Par Prehoub Urprus
Les habitants de Bushushu, Nyamukubi et leurs environs, dans le territoire de Kalehe, au Sud-Kivu, ont, dimanche 4 mai 2025, bravé la douleur du souvenir pour rendre hommage aux milliers de victimes des catastrophes naturelles survenues exactement deux ans plus tôt. L’émotion était vive, la dignité palpable, mais l’accompagnement institutionnel, lui, brillait par son absence.
Au cœur de Bushushu, une messe œcuménique s’est tenue à la chapelle catholique de Kanyunyi. Une foule silencieuse s’y est rassemblée pour prier. Puis, dans un élan de mémoire partagée, les participants ont rejoint la fosse commune de Kamulanga. Là, fleurs naturelles à la main, les familles ont honoré les défunts avec recueillement. Une bénédiction des lieux a précédé un "bain de consolation", humble rituel improvisé par les familles, selon leurs moyens.
"Cette journée aurait mérité plus d’égards", regrette Clément Rubambiza, notable local. "Ni l'État ni les autorités provinciales ne nous ont accompagnés. Ce silence blesse autant que le souvenir."
À quelques kilomètres de là, au camp de Katashola à Muhongoza, les sinistrés déplacés ont eux aussi tenu une messe. Une fleur jaune à la main, chacun a honoré un proche disparu. Pour Lawi Rushisha Chrispin, leur représentant, l’anniversaire de la tragédie ravive un second traumatisme : celui de l’oubli. "Nous vivons sans aide, entre promesses évaporées et conditions de vie dégradantes. Même la guerre est venue aggraver notre sort", témoigne-t-il. Le nombre de ménages sur place est passé de 983 à 637. Plusieurs fuient, d’autres ne survivent pas.
Pendant ce temps, à Kinshasa, l’ERTKA -Entente des ressortissants de Kalehe- a organisé une messe d’action de grâce à la cathédrale Notre-Dame de Lingwala. Autorités, élus et membres de la diaspora s’y sont retrouvés pour une cérémonie ponctuée de plaidoyers en faveur des victimes des inondations et des conflits. Le professeur Modeste Bahati Lukwebo, deuxième vice-président du Sénat, y a pris part.

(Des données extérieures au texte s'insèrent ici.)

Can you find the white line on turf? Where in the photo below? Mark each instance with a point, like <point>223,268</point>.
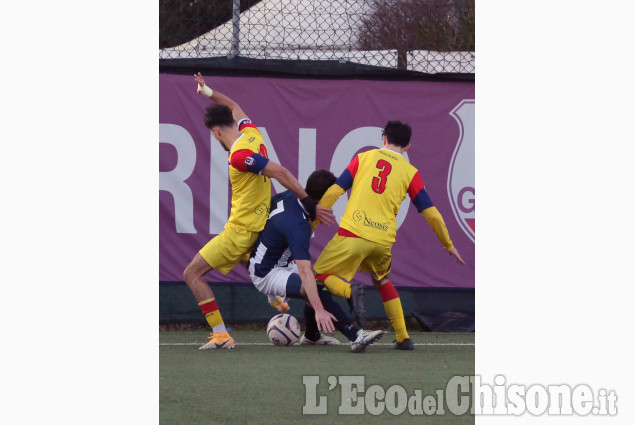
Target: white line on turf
<point>171,344</point>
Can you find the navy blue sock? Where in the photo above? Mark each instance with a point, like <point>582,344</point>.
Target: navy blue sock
<point>311,331</point>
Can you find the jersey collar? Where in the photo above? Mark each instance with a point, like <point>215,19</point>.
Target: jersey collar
<point>236,141</point>
<point>390,150</point>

Des commémorations ont également eu lieu à Bukavu et Goma, mobilisant les communautés originaires de Kalehe dans un élan solidaire.
Mais sur le terrain, les stigmates restent béants. Le site de Bushushu, toujours déclaré impropre à toute construction, voit pourtant quelques familles y retourner, poussées par la précarité. L’option de reboiser le secteur, évoquée après le drame, est restée lettre morte.
Pour mémoire, le 4 mai 2023, une pluie diluvienne s’était abattue sur les hauts plateaux fortement déboisés de Kalehe, provoquant glissements de terrain et inondations. Le bilan, jamais officiellement établi, évoque des milliers de morts, disparus et blessés, ainsi que d’importants dégâts matériels. Deux ans plus tard, la douleur reste, les réponses manquent.